Water flows and moves through ecosystems. This water cycle connects all parts of earth. There are infinite paths a water molecule can follow. For instance, water may be absorbed by plants from the soil, but there are also aquatic plants that absorb water from rivers, lakes, and oceans. A cycle really has no beginning or end, but we’ll start with rain falling from the clouds. A raindrop falls from the clouds and lands in a rural forest on plants, rocks, soil, animals or water bodies. From this point, it could flow into a river or lake and eventually end up in the ocean, it could soak into the soil and end up in groundwater, it could be absorbed by plant roots and be released into the air during photosynthesis, it could be consumed by an animal, or it could just evaporate.

There is far less area in an urban forest covered by soil or water bodies that can readily absorb a raindrop. Concrete sidewalks, asphalt streets, rooftops, and cars shed rain as it falls. That rain flows until it can be absorbed by soil or into a water body. Gutters and storm sewers carry water away from hard-surface areas to prevent flooding. This water is eventually directed into lakes and rivers. Even rain falling on soil may run off into storm sewers if it falls too fast for the soil to absorb it.

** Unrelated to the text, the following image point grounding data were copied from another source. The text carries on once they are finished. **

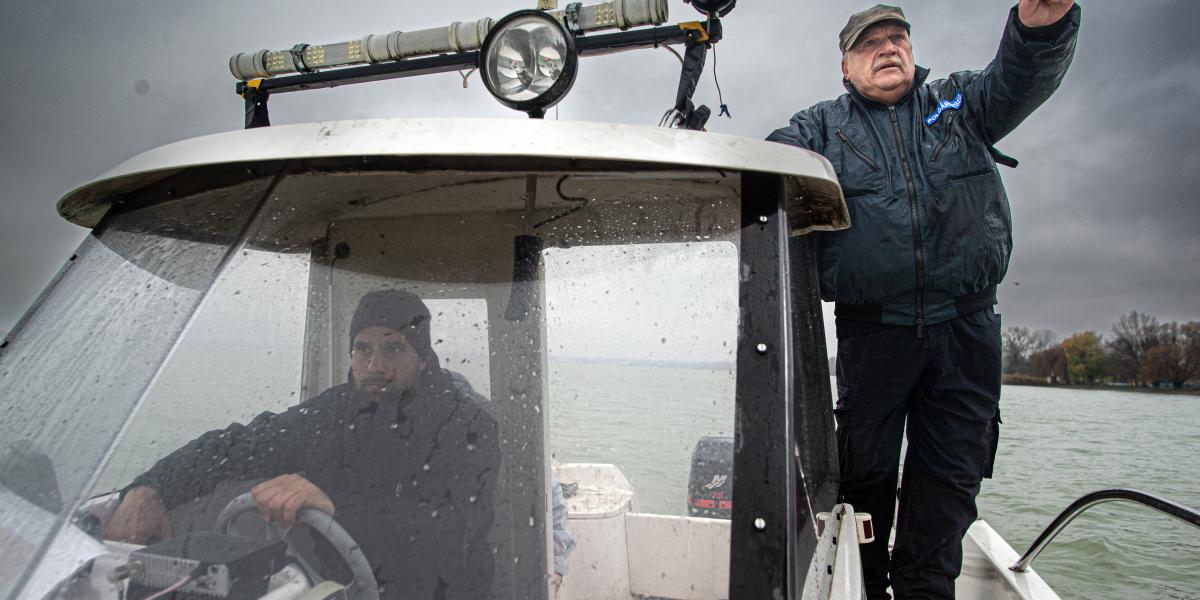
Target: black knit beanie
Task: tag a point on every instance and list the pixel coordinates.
(396, 310)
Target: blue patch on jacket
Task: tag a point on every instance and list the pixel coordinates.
(957, 103)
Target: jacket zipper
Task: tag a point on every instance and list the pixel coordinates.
(917, 241)
(941, 144)
(845, 139)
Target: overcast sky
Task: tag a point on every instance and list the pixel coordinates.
(1103, 203)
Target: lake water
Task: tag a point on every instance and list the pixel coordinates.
(1055, 447)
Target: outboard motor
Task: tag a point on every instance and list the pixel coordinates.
(711, 483)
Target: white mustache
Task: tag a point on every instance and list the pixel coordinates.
(887, 63)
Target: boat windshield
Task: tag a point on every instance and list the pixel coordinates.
(475, 371)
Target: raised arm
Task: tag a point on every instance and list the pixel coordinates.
(1035, 52)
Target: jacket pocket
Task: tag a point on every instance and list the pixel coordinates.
(948, 133)
(856, 150)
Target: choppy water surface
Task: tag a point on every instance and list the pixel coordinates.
(1055, 447)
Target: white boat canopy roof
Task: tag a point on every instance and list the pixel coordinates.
(462, 143)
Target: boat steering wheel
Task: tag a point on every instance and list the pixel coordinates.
(364, 587)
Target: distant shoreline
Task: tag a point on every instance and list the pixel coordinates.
(1165, 391)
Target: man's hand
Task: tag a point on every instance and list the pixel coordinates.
(141, 517)
(281, 498)
(1039, 13)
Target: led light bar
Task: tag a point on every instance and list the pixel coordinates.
(456, 37)
(612, 15)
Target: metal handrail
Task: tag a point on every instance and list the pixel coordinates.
(1168, 507)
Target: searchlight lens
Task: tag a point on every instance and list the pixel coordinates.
(528, 61)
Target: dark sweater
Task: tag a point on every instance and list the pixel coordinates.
(412, 478)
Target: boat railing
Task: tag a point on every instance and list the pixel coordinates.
(1165, 505)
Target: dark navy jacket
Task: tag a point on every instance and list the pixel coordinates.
(930, 229)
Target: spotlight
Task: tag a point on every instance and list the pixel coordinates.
(528, 61)
(713, 7)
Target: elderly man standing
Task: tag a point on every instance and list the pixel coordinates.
(915, 277)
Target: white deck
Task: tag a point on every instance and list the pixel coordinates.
(623, 555)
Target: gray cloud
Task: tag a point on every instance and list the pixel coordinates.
(1103, 202)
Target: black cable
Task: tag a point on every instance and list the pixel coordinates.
(558, 187)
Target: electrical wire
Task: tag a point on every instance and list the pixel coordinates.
(676, 53)
(172, 588)
(720, 99)
(558, 187)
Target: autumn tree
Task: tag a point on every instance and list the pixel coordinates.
(1176, 358)
(1049, 364)
(1133, 336)
(1164, 364)
(1020, 343)
(1086, 360)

Rain that falls on the leaves of trees and other plants is slowed. The water will still fall to the ground or run down a tree trunk eventually, but with it falling slower, the soil has more time to soak it up. Plants use water in photosynthesis too, so they can help dry out soil between rains. The puddles formed by a rain shower can be used as a source of water for wildlife in an urban area.

It is important to remember that water we use in our homes and businesses also fits into this cycle. Municipalities may get their water from large natural bodies of water, such as Lake Michigan, from groundwater that is then stored in a water tower, or from a reservoir filled with rainwater. That water is pumped into our homes and businesses. Some is put on lawns; it soaks into the soil and eventually back into groundwater. Some is used inside in our sinks, toilets, showers, dishwashers, etc. That inside water flows down the drain and into the sewage pipes. The sewage pipes carry water to a sewage treatment plant where waste is removed by a series of complex processes. That water, with the contaminants removed, is discharged into a nearby lake or river.